The FCAT has become more rigorous over the years in reading, writing and math. But the material doesn’t align with what is tested on the college entrance exam.
In 2006, the research arm of the Florida Legislature, known by its acronym OPPAGA, studied remedial education in community colleges. The study concluded that the FCAT created a disconnect between the skills taught in public schools and those needed in college.
Success on the FCAT, the state accountability office found, “does not ensure students are prepared for college-level work.” OPPAGA noted that despite previous reports pointing out the same problems, state education leaders and legislators had not reviewed the effectiveness of the FCAT.

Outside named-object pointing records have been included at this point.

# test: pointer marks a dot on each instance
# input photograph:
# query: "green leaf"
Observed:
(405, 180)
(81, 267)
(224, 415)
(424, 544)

Matthew Ladner, a policy and research advisor for Jeb Bush’s Foundation for Excellence in Education, is a defender of FCAT. He said the test helped increase the high school graduation rate. In the 2010-2011 school year, Florida graduated the most students, and students of color, in the state’s history. Lander sees it as not surprising that some of those students would struggle at the college level.
“So we should not view the fact that these students then go on to an institution of higher education and have to take a remedial course necessarily as a catastrophic failure,” Ladner said. “This is sort of a process on the way to success in the sense that a lot of those students in Florida higher education institutions today would have dropped out of high school 15 years ago.”
The increasing number of people entering college, he said, may be a factor in rising remedial education numbers.